Er schwankt zum Brunnen, neben dem sich ein großer Wassertrog befindet. Obwohl er schlimm betrunken ist und kaum noch einen Gedanken zustande bringt, ist noch ein Wille in ihm.
Er hat sich alles, was er jetzt mühsam tut, vorher eisern eingeprägt. Und so handelt er fast wie unter Hypnose. Er weiß, dass er seinen Kopf – besser noch, den halben Oberkörper ins Wasser stecken muss. Dann wird ihm vielleicht nach einer Weile etwas besser werden.
Aber noch bevor er den Wassertrog erreicht, sind ein paar Männer bei ihm. Es sind die Sergeants Dick Welby und Scott Brouther.
Aber er erkennt sie noch gar nicht. Er weiß nur, dass jemand ihn rechts und links unterhakt. Dass eine Stimme zu ihm sagt: »Nun komm, mein Bester! Wir bringen dich ins Bettchen.
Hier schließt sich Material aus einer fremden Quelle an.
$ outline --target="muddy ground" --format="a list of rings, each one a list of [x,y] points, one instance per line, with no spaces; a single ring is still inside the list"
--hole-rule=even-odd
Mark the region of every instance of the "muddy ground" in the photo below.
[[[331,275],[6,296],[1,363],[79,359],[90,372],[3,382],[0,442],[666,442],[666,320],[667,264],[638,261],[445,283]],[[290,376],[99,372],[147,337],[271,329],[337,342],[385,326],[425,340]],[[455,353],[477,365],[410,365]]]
Komm nur, du Prachtbursche! Wir sind wie Vater und Mutter zu dir!«
Er kann sich nicht dagegen wehren.
Und bald weiß er gar nichts mehr.
Das Erwachen ist grausam, und die Trompete, die er schmettern hört, klingt seltsam nahe, nicht so weit entfernt wie sonst, wenn er in Laramie weilt und es bis zum Fort auf der anderen Seite des Laramie Fork weiter als vier Steinwürfe ist.
Er bekommt gar nicht die Augen auf. Sein Kopf scheint doppelt so groß angeschwollen zu sein und bei jedem Pulsschlag platzen zu wollen.
Aber dann hört er eine heisere Stimme brüllen: »Los, raus, ihr haarigen Affen! Ihr seid jetzt bei der Armee, bei der glorreichen US-Kavallerie! Kommt hoch und werdet ordentliche Menschen! Heute ist der Tag, auf den ihr stolz sein dürft! Kommt schon! Hoch, kommt schon!«
Die brüllende Stimme ist nun dicht bei ihm – und zwei schnell und hart zupackende Hände fassen seine Fußgelenke und reißen ihn mit einer geschickten Drehung von der Schlafpritsche. Er landet unsanft auf dem Fußboden und springt mit einem Fluch hoch.
Dann endlich hat er die Augen richtig auf – und erkennt den Sergeant Dick Welby. Er will sich gegen ihn werfen, doch er ist sehr viel langsamer als sonst. Heute ist er nicht so schnell wie ein Wildkater.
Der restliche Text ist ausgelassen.